Somit berauben lange Schulwege kenianische Kinder und Jugendliche der ihnen versprochenen Bildung; vor allem Mädchen werden durch weite Entfernungen benachteiligt. Glücklicherweise gibt es eine einfache Lösung: kostenlose Schulbildung mit kostenlosen Fahrrädern kombinieren.
In ländlichen Gebieten Kenias geschieht dies langsam, und die bisherigen Ergebnisse sind bemerkenswert. Nehmen wir zum Beispiel die Geschichte von Carol, einer 15-jährigen Schülerin, die jahrelang Tag für Tag sechs Kilometer zu Fuß zur Schule ging. Carol, die in einer armen Familie geboren wurde, konnte nicht immer ein Mittagessen mitbringen, und da nicht alle öffentlichen kenianischen Schulen Mahlzeiten anbieten, war sie oft gezwungen, ganz auf Essen zu verzichten. Dieser Mangel an Nahrung hat ihre Lern- und Konzentrationsfähigkeit stark beeinträchtigt.
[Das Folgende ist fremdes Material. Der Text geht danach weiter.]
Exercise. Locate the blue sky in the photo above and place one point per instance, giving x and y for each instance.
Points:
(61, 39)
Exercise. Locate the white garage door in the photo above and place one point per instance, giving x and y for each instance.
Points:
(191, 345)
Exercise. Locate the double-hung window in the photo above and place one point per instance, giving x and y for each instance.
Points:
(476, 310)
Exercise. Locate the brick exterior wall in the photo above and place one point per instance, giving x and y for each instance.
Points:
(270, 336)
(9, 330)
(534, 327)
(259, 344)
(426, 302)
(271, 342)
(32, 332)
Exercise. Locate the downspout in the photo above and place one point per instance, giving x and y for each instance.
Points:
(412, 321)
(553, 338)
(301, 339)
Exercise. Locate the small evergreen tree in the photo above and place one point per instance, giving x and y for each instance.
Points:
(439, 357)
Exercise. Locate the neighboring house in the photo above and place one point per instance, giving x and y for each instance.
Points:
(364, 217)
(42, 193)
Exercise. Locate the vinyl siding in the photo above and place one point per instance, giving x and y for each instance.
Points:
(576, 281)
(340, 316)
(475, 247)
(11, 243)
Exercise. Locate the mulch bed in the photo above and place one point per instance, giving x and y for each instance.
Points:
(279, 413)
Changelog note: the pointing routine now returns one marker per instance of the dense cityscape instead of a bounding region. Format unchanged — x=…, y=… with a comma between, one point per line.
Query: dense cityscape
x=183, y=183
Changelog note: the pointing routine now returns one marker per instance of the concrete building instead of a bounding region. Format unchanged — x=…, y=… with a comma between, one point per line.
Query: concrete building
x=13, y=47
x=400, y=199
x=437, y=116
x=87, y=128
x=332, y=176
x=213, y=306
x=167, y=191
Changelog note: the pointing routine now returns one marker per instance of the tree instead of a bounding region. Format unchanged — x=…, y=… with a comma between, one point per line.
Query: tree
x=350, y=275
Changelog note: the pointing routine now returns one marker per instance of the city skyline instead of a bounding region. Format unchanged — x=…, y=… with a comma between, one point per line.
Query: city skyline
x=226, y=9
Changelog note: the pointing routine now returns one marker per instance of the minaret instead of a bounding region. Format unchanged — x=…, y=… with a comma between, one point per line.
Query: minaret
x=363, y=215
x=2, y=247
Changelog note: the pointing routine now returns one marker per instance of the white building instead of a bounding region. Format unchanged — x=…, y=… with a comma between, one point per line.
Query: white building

Und doch waren der weite Weg und die Hungergefühle nicht das Schlimmste. Wie für Tausende andere Mädchen in ländlichen und schwer zugänglichen Teilen Kenias beginnt Carols Tag nicht damit, sich für die Schule fertig zu machen. Nachdem sie um 4:30 Uhr aufgestanden ist, macht sie für ihre Familie Frühstück und putzt ihr Haus aus Lehm und Stroh. Wenn sie nach der Schule nach Hause zurückkehrt, spült sie das Geschirr und hilft beim Abendessen. Wenn diese Hausarbeiten erledigt sind, ist Carol normalerweise zu müde, um ihre Hausaufgaben zu machen.
Doch vor ein paar Jahren änderte sich Carols Leben erheblich: Sie erhielt Zugang zu einer sicheren, schnellen und zuverlässigen Möglichkeit zur Schule zu kommen. World Bicycle Relief, eine amerikanische Wohltätigkeitsorganisation, die Menschen in Afrika kostenlose Fahrräder zur Verfügung stellt, verkürzte ihren Schulweg von zwei Stunden auf 30 Minuten. Jetzt kommt Carol in der Schule an und fühlt sich frisch und ausgeschlafen, und das hat ihre Perspektiven und ihre Leistungen deutlich verbessert. Auch ihre Noten würden sich verbessern, hat sie mir erzählt.
Schülerinnen und Schüler sind nicht die einzigen, die unter einem Mangel an verlässlicher Beförderung leiden. Wenn Bauern, Beschäftigte im Gesundheitswesen und Angestellte des öffentlichen Dienstes nicht rechtzeitig an ihren Arbeitsplatz kommen, sinken Produktivität und Produktion. World Bicycle Relief hat auch diesen Menschen geholfen. Seit 2005 wurden weltweit mehr als 400.000 Fahrräder verteilt, von denen rund zwei Millionen Menschen profitieren. Für Schülerinnen in Kenia hat das Geschenk der Mobilität aber besonders viel verändert.
Wenn Carol heute mit ihrem robusten schwarzen Fahrrad zur Schule fährt, baut sie aktiv Geschlechterstereotypen ab, die viele afrikanische Gesellschaften durchdringen. Mädchen stehen unter immensem Druck, die Schule zu verlassen und jung zu heiraten; tatsächlich ist fast ein Viertel aller kenianischen Mädchen – rund 23% – mit 18 Jahren verheiratet. Carols rechtzeitige Ankunft in der Schule fördert ihr Selbstwertgefühl und verschafft ihr die Chance auf schulischen Erfolg. Außerdem bleibt es ihr erspart, mit ausbeuterischen Männern fertig zu werden, die sie früher auf ihrem Fußweg reihenweise belästigt haben.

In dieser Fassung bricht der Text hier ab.